After LA Noire, what I think Rockstar should really do – or someone perhaps wishing to ape them – is try to do for the pirate game genre what they did for the Western one. That is, re-make Sid Meier's Pirates. Last time out, we focused on the legendary developer's train-sexing Railroad Tycoon, but this time we're in far more attractive waters with his swashbuckle-'em-up.
There have effectively been three iterations of the game, from the 1987 original and 1993's effective remake Pirates! Gold through to 2004's similarly titled franchise reboot. Our focus is mainly on the very first one, which saw you as the privateer hero scouring the Caribbean for fame, fortune and a quick frolic with any number of governor's daughters.
As a novice buccaneer with no experience at all, your first action was to choose one of the four European empires you wanted to nominally fight for, selecting from the Dutch, Spanish, English or French. Each choice allowed for a significantly different game world to explore, not in terms of geography but in how all the settlements would react to you, the ease in which you could trade with them and so on.

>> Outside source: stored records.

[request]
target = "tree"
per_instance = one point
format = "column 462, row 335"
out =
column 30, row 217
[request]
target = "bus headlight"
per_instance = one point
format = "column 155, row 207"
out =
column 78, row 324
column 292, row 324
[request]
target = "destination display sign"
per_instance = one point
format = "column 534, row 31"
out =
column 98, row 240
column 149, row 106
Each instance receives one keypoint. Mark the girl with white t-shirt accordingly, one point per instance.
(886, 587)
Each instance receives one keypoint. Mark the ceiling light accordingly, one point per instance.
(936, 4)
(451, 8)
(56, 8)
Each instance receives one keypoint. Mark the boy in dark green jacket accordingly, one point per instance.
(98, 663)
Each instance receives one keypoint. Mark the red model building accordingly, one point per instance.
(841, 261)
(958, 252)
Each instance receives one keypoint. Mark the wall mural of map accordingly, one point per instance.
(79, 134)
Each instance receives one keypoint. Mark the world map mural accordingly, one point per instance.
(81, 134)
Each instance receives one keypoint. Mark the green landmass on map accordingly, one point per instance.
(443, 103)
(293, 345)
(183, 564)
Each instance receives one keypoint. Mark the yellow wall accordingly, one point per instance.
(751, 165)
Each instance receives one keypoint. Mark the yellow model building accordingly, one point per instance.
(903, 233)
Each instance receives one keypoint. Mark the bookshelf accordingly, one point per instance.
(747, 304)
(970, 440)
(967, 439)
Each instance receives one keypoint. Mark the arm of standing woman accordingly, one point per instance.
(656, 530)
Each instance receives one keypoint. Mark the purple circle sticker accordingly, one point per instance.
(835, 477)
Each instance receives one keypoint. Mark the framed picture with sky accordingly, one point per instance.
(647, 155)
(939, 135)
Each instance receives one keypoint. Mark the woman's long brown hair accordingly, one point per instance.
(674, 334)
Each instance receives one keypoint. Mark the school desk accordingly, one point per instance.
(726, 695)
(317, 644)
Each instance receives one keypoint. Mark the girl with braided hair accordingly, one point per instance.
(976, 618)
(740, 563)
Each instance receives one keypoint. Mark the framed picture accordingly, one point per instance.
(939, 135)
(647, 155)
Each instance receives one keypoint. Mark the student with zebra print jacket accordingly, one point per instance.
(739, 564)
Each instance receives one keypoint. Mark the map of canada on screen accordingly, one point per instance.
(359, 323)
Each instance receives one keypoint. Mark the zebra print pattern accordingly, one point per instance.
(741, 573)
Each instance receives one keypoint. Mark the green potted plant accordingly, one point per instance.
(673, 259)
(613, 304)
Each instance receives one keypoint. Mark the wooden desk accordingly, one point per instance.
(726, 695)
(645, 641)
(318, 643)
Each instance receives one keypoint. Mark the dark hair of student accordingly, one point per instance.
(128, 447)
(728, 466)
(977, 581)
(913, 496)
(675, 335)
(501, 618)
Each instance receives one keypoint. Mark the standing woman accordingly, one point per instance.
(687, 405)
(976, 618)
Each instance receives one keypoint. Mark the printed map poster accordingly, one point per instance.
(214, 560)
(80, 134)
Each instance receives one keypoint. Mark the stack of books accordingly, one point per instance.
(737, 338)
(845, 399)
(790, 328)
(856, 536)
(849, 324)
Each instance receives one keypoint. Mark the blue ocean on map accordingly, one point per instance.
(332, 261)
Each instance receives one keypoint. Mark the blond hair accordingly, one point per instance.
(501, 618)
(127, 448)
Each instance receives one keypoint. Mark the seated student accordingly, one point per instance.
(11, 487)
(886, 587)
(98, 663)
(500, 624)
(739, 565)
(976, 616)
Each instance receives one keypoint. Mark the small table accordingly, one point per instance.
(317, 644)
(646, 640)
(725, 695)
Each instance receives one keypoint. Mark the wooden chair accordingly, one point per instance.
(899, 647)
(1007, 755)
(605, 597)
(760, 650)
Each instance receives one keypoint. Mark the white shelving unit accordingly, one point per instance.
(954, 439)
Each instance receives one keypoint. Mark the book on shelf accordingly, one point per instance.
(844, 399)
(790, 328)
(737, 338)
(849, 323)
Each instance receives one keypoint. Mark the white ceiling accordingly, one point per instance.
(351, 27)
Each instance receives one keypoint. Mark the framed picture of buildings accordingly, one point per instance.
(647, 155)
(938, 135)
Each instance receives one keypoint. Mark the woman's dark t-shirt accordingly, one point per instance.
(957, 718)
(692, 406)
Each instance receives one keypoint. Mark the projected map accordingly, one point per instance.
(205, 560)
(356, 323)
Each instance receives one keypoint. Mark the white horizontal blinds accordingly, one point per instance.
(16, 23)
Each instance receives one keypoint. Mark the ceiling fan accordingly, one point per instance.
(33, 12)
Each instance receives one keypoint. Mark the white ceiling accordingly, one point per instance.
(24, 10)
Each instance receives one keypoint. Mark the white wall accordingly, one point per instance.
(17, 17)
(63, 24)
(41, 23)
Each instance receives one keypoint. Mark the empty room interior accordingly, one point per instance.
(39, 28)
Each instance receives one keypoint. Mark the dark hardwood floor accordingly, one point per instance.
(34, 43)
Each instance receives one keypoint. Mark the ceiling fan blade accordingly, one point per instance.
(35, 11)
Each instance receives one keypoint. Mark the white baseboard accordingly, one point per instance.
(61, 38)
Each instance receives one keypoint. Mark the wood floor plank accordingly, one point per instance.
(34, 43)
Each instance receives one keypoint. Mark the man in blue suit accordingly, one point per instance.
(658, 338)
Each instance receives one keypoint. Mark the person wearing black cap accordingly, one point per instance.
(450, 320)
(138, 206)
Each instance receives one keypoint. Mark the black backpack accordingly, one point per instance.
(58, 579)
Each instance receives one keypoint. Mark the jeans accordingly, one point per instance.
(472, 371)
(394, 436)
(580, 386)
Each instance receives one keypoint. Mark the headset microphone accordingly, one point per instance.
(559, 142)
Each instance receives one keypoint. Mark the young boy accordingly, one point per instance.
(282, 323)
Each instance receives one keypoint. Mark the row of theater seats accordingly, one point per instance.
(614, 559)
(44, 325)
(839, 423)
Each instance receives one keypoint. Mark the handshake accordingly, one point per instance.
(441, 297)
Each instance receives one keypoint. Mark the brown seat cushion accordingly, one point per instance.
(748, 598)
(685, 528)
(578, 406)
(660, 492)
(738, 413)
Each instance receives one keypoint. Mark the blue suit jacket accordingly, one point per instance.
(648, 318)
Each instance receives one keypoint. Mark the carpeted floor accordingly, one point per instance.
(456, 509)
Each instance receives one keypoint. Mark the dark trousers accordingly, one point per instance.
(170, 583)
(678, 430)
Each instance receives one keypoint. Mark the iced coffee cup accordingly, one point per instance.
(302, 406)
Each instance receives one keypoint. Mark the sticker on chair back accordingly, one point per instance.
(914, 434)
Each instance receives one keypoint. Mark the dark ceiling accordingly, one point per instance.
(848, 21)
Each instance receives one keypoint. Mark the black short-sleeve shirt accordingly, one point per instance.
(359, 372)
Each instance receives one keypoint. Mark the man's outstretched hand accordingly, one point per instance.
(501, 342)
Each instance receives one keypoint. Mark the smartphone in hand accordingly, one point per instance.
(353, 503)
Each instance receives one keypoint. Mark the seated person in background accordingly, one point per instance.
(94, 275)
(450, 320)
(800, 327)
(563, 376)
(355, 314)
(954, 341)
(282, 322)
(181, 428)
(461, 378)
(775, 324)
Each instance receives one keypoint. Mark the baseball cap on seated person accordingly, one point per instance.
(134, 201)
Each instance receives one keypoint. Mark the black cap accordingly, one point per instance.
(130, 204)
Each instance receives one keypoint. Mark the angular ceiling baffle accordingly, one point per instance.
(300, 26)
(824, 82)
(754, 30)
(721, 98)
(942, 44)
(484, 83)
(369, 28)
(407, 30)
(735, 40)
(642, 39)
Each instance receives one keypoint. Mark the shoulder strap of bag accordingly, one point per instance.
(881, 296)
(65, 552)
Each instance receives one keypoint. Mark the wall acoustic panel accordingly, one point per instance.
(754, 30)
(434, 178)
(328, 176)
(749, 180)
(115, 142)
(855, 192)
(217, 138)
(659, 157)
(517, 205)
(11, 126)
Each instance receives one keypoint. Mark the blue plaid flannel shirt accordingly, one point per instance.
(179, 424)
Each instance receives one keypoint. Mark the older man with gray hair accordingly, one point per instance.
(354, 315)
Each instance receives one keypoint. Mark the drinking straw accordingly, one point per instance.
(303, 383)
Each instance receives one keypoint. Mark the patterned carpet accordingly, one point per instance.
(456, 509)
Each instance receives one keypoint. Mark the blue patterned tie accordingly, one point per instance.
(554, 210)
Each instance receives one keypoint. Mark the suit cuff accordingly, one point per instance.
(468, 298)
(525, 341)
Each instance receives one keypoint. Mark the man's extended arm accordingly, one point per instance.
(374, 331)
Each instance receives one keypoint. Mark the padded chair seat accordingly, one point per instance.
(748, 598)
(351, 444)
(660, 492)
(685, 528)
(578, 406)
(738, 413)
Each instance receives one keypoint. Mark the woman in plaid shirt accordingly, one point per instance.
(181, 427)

Picking the Spanish might have been the 'easiest' choice on paper, with their empire being by far the largest in the area at the time. There were many ports to dock in and a general safety in numbers feel. However, the potential for earning money was also reduced because there'd be less enemy ports to raid, less shipping to ambush and so on.
Pick one of the other three and you'd open up the whole of the Spanish empire for looting, with huge rewards available at considerable risk. You could also choose different time periods, which also affects the political map of the game world. In 1560, it's pretty much only Spain, but by 1680 there are many non-Spanish colonies to visit and trade in.
The bulk of the game is spent sailing around, making use of the wind to speed your journey or gnashing your teeth as it blows the opposite way, making progress very difficult. You can sail to different ports where a number of options awaited, like visiting the tavern for gossip and possible treasure hunting opportunities, or perhaps you could have a natter with the local governor, who might be willing to offer you permission to attack his rivals, promote you to a higher rank within that empire and, if you were very lucky, offer his charming young daughter's hand in marriage.
Action-wise, you could engage in some real (non-insult) sword fighting, rudimentary tactical land combat or you might exchange broadsides with deadly pirates or enemy ships, using the wind to your advantage and judging the accuracy of cannon salvoes over large distances.
All of this took place in a game world that had loads of randomly decided factors working on it to make every game you played markedly different. Nations might hate each more or less or the treasure maps might lead to a whole new location, plus every single city's statistics (population, gold etc.) would be changing constantly depending on various factors, not least of which whether they'd been looted by a scurvy dog like yourself.
Pirates! Gold was pretty much the same, just with much prettier visuals. There were a few notable changes, like coastal terrain in sea battles and a 'secret treasure cave' – the Pirates! Gold equivalent of the customisable palace in Civ. 2004's edition famously included a terpsichory simulation, where instead of just being given the governor's daughter, you'd have to impress her with your dancing ability. There was also more of a plot involving an enslaved family and gathering map pieces to find them.
At the end of the game, you'd retire and how you'd done would give you a retirement rank. If you kept constantly getting captured and imprisoned, you might even die in prison. If you managed to stay out of the jug, you might – based on your accumulated wealth, land, marital status, rank and so on – retire at a level equivalent to a beggar (i.e. you had nowt) through to a King's adviser (i.e. you had loadsamoney).
It was a remarkable game, containing many ideas that few have dared expand upon even to this day. A randomised game world providing (relatively) endless possibilities, with action, tactics, adventure and strategy gameplay all thrown together into one product. An extraordinary achievement, and one that even today is well worth playing.